Macerata-Loreto. Carrón: "Life as vocation"

On the eve of the 42nd Pilgrimage, which this year will be in the form of a pilgrimage on the evening of June 13, the message of the President of the Fraternity of CL.
Julián Carrón

Dear friends,

At the beginning of the lockdown, many people probably asked themselves, “Will there be a pilgrimage to Loreto this year?” Clearly, the slow pace of coming out of a health emergency made the celebration of the gesture, greatly anticipated by thousands of people, impossible.
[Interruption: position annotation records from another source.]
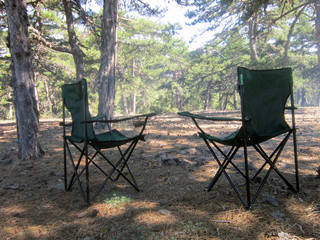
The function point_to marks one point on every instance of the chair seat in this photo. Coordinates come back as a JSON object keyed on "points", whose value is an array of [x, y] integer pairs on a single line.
{"points": [[235, 138], [113, 139]]}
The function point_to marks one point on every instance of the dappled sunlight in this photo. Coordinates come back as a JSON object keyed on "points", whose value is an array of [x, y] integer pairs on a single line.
{"points": [[172, 168], [153, 218]]}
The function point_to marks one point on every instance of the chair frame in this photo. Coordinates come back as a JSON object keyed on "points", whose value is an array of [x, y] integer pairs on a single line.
{"points": [[117, 167], [245, 142]]}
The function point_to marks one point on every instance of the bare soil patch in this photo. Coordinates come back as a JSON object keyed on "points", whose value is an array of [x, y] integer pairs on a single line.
{"points": [[173, 167]]}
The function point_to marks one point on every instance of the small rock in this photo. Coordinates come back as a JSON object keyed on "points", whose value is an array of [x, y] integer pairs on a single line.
{"points": [[12, 187], [88, 213], [278, 214], [270, 199], [58, 186], [164, 212]]}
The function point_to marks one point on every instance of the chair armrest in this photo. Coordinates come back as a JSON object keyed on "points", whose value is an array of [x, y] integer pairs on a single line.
{"points": [[188, 114], [290, 108], [121, 119], [65, 124]]}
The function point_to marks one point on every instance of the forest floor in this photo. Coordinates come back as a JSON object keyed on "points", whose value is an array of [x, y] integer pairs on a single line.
{"points": [[172, 167]]}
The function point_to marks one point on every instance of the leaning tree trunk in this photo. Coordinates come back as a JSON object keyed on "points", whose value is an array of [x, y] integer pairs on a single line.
{"points": [[317, 25], [77, 53], [26, 109], [253, 36], [107, 71]]}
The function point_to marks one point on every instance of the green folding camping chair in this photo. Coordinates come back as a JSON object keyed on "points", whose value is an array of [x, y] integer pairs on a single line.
{"points": [[264, 95], [89, 145]]}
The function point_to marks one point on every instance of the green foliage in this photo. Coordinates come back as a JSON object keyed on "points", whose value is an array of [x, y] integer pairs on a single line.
{"points": [[116, 200]]}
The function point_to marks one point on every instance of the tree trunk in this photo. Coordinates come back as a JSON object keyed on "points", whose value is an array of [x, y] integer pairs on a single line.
{"points": [[133, 98], [125, 102], [107, 71], [286, 49], [23, 81], [253, 35], [207, 96], [317, 25], [73, 41], [10, 105]]}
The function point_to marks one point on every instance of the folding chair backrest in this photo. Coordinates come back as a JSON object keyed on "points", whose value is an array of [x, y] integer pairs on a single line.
{"points": [[264, 94], [75, 99]]}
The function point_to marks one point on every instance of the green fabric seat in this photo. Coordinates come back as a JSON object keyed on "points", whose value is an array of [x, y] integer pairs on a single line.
{"points": [[83, 138], [263, 95]]}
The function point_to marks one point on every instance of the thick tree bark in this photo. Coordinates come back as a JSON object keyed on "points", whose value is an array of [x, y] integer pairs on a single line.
{"points": [[107, 71], [317, 25], [253, 35], [291, 29], [73, 41], [24, 94], [207, 96]]}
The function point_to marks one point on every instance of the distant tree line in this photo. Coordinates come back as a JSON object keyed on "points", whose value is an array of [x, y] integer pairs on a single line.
{"points": [[134, 65]]}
Reality has broken into our lives, forcing us to make a change we never would have imagined: living in confinement to limit the chances of spreading the virus as much as possible. The Mystery has permitted this sacrifice as a step in our journey to our destiny, in that pilgrimage which is human life.

This circumstance has made us more aware of our need, and, therefore, of the reasons that would have carried us to Loreto. What is it we need? It is especially important at a time like this to be aware of the answer, so that terrible T.S. Eliot’s question in his Choruses from “The Rock,” “Where is the Life we have lost in living?” does not come true in us.

The mortification asked of us this year, having to give up the usual format, can be an opportunity to better grasp the nature of the pilgrimage, as a friend of ours studying at university wrote. “This allowed me to see that maybe the pilgrimage is not limited to a single night, that it is instead a journey that accompanies you all year long.” Looking at our current situation this way means seeing life as vocation. Life’s circumstances, whatever they may be, are in fact the way the Mystery calls us to learn how to live.

What does “vocation” mean? To walk toward destiny through life’s circumstances, as if “I must hang suspended, moment by moment, upon a will that I do not know […] waiting for the nod of this unknown ‘lord,’ attentive to the signs of a will that would appear to us through pure, immediate circumstance. I repeat: man, the human being’s rational life, would have to be suspended on the instant, suspended in every moment upon this sign, apparently so fickle, so haphazard, yet the circumstances through which the unknown ‘lord’ drags me, provokes me toward his design. I would have to say ‘yes’ at every instant without seeing anything, simply adhering to the pressures of the occasions. It is a dizzying position” (L. Giussani, The Religious Sense, Montreal: McGill-Queen’s University Press, 1997, pp. 134-135)

Who is capable of this? It is a dizzying challenge. This is why the Lord did not remain “unknown.” He had pity on us, listening to the cry of our heart–that “desire for the impossible,” of which Camus’s Caligula speaks–and showed His face: “Hic Verbum caro factum est.” The Word became flesh in the house of Nazareth, in Mary’s Womb. Christ made Himself a tangible object of experience for those who encountered Him on the roads of Galilee. And, in His death and resurrection, He remains present, reaching us through the flesh of those whom He continues to take hold of, offering them to us as traveling companions. Paradoxically, it was precisely our isolation the past few months that made us discover who the true traveling companions for our journey are, those with whom we would be willing to go to the ends of the earth: people who do not underestimate the weight of our need, who do not distract us from the fundamental questions, but feed those questions with their very presence. These are the true traveling companions the Mystery has given us, that we may not be left alone without hope on the pilgrimage of life. That nothingness may not be victorious in us.

Look at this striking message from Fr.Giussani before the Macerata-Loreto pilgrimage. It was one of his last messages, in 2003: “When we get together, why do we do so? So as to tear out from our friends, and if it were possible from the whole world, the nothingness in which all people find themselves. […] In meeting us, […] a person feels as if taken hold of in his innermost self, redeemed from his apparent nothingness, weakness, evil or confusion, and, all at once, feels as if invited to a royal wedding. Our Lady is like a royal invitation.”

It is in her that we see the victory over nothingness shining forth, the newness that can challenge any powerlessness, fear or darkness that looms over us. Looking at Mary every morning, as we pray the Angelus, is the starting point for each day, for each attempt to build in life, now that we take up our usual activities again and are called–each exactly where we are–to contribute to this beginning again, sustained by those we have intercepted during this time and recognized as “taken hold of” just as She was.
Let us keep our eyes on the road ahead!